Analyse ADN : de vieilles dents révèlent ce qui a réellement tué l'armée de Napoléon

Ce qui était censé être le plus grand triomphe de Napoléon se transforma en une catastrophe dans l'histoire militaire : à l'été 1812, l'empereur des Français entra en Russie avec quelque 500 000 soldats. Mais seule une fraction revint. Les Russes se retirèrent, incendiant systématiquement le pays, laissant finalement Napoléon occuper une Moscou incendiée. Lors de la retraite vers les camps frontaliers russes à l'automne et à l'hiver 1812-1813, environ 300 000 hommes périrent, non pas au combat, mais de froid, de faim et, surtout, de maladie.

Le typhus a longtemps été considéré comme la principale cause de mortalité. Mais une étude récente publiée dans la revue Current Biology dresse un tableau beaucoup plus complexe de cette extinction massive.
Une équipe de recherche franco-estonienne dirigée par l'Institut Pasteur a examiné les dents de 13 soldats provenant d'une fosse commune à Vilnius, en Lituanie. Découverte en 2001, cette fosse commune contenait plus de 3 000 corps enterrés à la hâte, dont beaucoup portaient encore leurs bottes, certains figés dans leur position de mort. Les scientifiques ont utilisé des techniques modernes de séquençage de l'ADN pour extraire l'ADN microbien de la pulpe dentaire. Des traces d'agents pathogènes, pouvant persister pendant des millénaires, s'y déposent lors d'infections systémiques.

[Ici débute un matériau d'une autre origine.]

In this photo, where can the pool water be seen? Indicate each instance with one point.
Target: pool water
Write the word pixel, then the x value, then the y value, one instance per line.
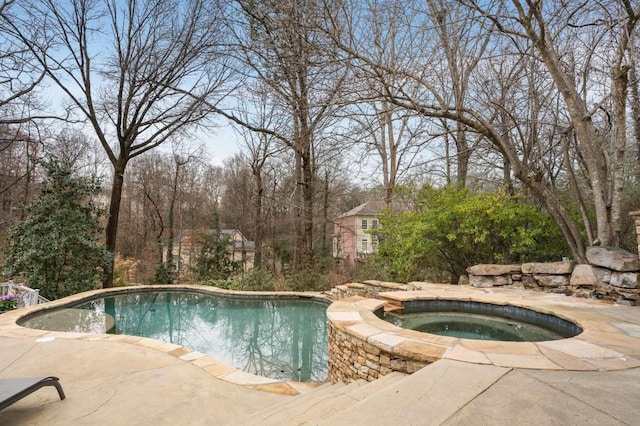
pixel 474 326
pixel 278 338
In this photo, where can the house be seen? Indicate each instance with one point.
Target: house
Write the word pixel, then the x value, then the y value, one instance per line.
pixel 188 244
pixel 354 235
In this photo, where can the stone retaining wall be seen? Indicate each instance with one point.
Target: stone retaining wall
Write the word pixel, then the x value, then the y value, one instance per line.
pixel 352 358
pixel 612 274
pixel 368 289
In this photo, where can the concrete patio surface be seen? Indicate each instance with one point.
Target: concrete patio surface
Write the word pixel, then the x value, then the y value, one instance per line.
pixel 116 380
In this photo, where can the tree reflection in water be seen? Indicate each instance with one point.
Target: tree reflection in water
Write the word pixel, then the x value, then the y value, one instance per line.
pixel 282 339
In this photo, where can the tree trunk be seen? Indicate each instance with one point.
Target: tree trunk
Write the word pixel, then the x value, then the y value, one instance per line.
pixel 463 154
pixel 111 231
pixel 257 220
pixel 635 116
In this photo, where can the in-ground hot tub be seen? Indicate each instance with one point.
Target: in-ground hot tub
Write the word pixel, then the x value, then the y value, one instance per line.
pixel 482 321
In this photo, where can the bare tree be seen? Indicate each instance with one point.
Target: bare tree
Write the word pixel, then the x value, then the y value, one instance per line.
pixel 126 68
pixel 282 47
pixel 523 119
pixel 259 148
pixel 554 32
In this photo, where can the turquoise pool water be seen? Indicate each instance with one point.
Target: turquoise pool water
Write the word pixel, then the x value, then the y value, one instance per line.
pixel 278 338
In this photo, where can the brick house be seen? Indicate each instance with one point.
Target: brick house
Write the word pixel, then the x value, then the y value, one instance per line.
pixel 354 235
pixel 188 243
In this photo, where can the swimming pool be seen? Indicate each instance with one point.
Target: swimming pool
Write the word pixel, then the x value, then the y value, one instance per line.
pixel 277 337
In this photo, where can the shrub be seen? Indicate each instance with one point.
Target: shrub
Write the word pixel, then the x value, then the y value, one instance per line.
pixel 452 230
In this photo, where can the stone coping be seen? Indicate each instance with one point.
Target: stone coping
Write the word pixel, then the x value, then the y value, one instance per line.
pixel 604 344
pixel 10 328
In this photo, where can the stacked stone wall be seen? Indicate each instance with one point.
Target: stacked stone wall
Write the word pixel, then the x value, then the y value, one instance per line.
pixel 367 289
pixel 351 358
pixel 611 274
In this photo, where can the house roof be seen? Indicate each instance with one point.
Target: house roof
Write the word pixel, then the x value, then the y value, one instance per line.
pixel 373 208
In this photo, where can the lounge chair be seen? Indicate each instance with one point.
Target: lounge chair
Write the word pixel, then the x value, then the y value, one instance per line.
pixel 13 390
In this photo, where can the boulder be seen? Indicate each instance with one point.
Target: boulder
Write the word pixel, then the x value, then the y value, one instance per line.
pixel 552 268
pixel 625 279
pixel 483 281
pixel 494 269
pixel 613 258
pixel 552 280
pixel 588 275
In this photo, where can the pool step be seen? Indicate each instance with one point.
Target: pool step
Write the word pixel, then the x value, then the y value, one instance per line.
pixel 314 406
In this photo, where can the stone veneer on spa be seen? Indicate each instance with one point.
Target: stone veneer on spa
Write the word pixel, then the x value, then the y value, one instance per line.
pixel 363 346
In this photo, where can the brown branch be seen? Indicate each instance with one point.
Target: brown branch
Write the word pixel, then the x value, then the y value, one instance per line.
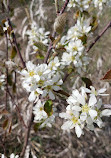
pixel 31 114
pixel 54 33
pixel 26 139
pixel 16 44
pixel 57 7
pixel 21 119
pixel 99 36
pixel 6 69
pixel 64 7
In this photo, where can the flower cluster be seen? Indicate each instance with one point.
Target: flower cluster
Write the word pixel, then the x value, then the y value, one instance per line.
pixel 6 26
pixel 42 79
pixel 11 156
pixel 42 117
pixel 2 81
pixel 84 110
pixel 36 34
pixel 84 5
pixel 75 50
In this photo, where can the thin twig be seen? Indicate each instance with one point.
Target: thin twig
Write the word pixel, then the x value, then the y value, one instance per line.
pixel 54 33
pixel 27 133
pixel 57 7
pixel 64 7
pixel 99 36
pixel 16 44
pixel 6 69
pixel 17 109
pixel 31 114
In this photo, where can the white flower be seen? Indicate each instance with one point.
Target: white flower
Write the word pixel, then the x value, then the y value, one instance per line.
pixel 54 64
pixel 73 121
pixel 99 3
pixel 35 94
pixel 5 28
pixel 83 110
pixel 75 45
pixel 37 34
pixel 52 85
pixel 14 156
pixel 39 112
pixel 95 92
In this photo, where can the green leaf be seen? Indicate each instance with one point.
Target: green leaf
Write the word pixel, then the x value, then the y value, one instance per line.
pixel 48 107
pixel 87 81
pixel 14 88
pixel 13 52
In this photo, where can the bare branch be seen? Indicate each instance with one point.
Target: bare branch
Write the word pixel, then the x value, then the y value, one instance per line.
pixel 54 33
pixel 99 36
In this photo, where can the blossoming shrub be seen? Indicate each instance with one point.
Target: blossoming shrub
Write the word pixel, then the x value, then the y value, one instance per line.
pixel 61 52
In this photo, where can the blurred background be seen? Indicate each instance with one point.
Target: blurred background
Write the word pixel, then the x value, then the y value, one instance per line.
pixel 53 142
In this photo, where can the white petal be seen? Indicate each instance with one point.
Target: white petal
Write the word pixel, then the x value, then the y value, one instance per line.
pixel 78 131
pixel 83 116
pixel 67 125
pixel 102 90
pixel 106 112
pixel 51 95
pixel 76 108
pixel 92 100
pixel 32 96
pixel 93 113
pixel 89 120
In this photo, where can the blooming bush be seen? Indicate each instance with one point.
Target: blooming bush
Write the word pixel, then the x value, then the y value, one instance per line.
pixel 51 60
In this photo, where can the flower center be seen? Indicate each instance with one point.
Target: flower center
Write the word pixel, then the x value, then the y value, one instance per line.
pixel 85 108
pixel 31 73
pixel 74 120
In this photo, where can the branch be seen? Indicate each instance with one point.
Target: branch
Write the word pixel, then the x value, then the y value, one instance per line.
pixel 99 36
pixel 57 7
pixel 16 44
pixel 64 7
pixel 54 33
pixel 6 69
pixel 27 133
pixel 16 108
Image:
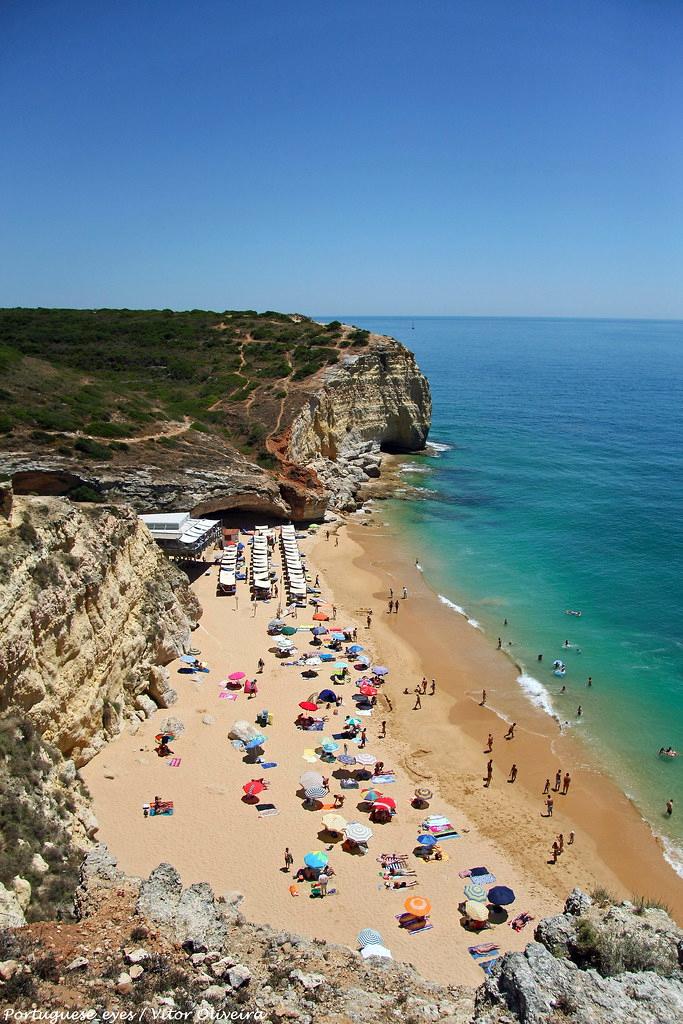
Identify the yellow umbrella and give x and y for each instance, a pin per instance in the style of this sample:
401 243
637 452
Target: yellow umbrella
476 911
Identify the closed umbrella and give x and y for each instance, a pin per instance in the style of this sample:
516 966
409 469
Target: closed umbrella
369 937
475 892
334 822
419 905
315 859
501 896
475 910
315 793
310 778
357 833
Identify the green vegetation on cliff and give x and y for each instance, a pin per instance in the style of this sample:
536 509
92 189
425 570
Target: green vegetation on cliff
120 374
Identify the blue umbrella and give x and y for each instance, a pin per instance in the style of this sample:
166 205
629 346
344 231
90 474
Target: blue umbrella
501 896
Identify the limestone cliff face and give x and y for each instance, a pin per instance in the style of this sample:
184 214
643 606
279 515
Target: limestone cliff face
372 402
90 611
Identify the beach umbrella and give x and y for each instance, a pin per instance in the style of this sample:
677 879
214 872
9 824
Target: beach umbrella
315 859
315 793
334 822
357 833
501 896
369 937
418 905
254 787
475 892
310 778
475 910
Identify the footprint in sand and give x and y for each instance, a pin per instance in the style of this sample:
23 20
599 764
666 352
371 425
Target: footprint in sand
414 765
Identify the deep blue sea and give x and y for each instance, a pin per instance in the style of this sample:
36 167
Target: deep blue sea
555 481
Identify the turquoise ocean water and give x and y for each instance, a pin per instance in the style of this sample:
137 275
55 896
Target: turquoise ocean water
554 480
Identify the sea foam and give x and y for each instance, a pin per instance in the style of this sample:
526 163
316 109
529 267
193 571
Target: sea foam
537 693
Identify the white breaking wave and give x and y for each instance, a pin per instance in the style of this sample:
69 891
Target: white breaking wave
461 611
537 693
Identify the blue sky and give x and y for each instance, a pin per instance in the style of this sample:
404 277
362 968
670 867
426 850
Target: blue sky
356 156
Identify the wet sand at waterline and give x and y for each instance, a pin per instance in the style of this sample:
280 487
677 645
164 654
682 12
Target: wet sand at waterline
215 837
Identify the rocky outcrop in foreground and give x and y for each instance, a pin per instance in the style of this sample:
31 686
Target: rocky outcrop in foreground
152 945
90 612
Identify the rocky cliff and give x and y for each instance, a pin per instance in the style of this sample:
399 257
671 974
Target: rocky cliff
90 612
151 945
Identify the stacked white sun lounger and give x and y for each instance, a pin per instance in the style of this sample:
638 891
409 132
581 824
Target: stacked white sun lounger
260 564
295 573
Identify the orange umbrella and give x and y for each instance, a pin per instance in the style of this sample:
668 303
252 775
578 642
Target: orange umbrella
418 905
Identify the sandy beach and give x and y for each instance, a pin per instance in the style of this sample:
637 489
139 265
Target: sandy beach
214 836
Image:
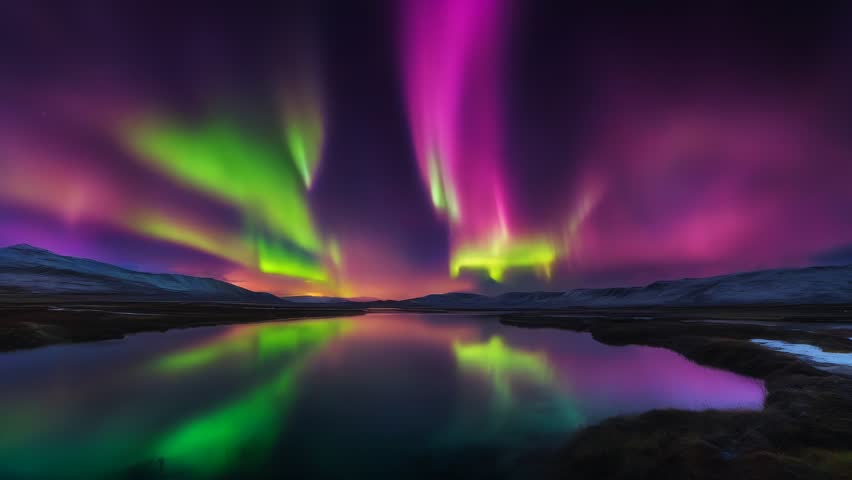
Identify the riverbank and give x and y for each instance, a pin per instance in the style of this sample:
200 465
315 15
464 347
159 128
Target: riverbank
804 431
38 324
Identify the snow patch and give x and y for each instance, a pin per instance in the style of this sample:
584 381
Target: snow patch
808 352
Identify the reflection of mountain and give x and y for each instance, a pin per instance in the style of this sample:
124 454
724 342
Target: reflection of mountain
525 396
30 270
243 430
813 285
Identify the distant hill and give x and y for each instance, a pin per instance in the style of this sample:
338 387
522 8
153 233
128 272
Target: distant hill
28 270
792 286
31 271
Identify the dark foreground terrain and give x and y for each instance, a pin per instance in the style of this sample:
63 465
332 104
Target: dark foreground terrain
804 431
34 324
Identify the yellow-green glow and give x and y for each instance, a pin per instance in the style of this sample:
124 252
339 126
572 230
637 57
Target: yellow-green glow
229 162
441 190
504 254
272 258
304 140
245 429
334 253
219 244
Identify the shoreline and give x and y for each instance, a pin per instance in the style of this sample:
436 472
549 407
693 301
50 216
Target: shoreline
804 430
26 326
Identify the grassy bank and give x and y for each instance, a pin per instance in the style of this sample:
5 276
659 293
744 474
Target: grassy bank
36 324
804 431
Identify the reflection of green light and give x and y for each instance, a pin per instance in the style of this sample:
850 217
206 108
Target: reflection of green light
508 419
244 430
503 255
239 167
267 341
503 364
208 445
272 258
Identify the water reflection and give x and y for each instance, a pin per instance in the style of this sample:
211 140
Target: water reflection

Contrairement aux études précédentes qui recherchaient spécifiquement certains agents pathogènes, les chercheurs ont séquencé l’ADN entier et l’ont comparé aux bases de données de tous les microbes connus – une approche impartiale qui n’a été rendue possible que par la technologie moderne.
Le résultat a été surprenant : dans quatre échantillons, les chercheurs ont trouvé Salmonella enterica , l’agent pathogène responsable de la fièvre paratyphoïde, transmise par l’eau et les aliments contaminés. Dans au moins un échantillon, ils ont découvert Borrelia recurrentis , responsable de la fièvre récurrente à poux. « Nous parlons d’une armée qui se trouvait dans une situation très fragile ; un agent pathogène comme celui-là peut être mortel », a déclaré Nicolás Rascovan, responsable de l’étude, au Washington Post .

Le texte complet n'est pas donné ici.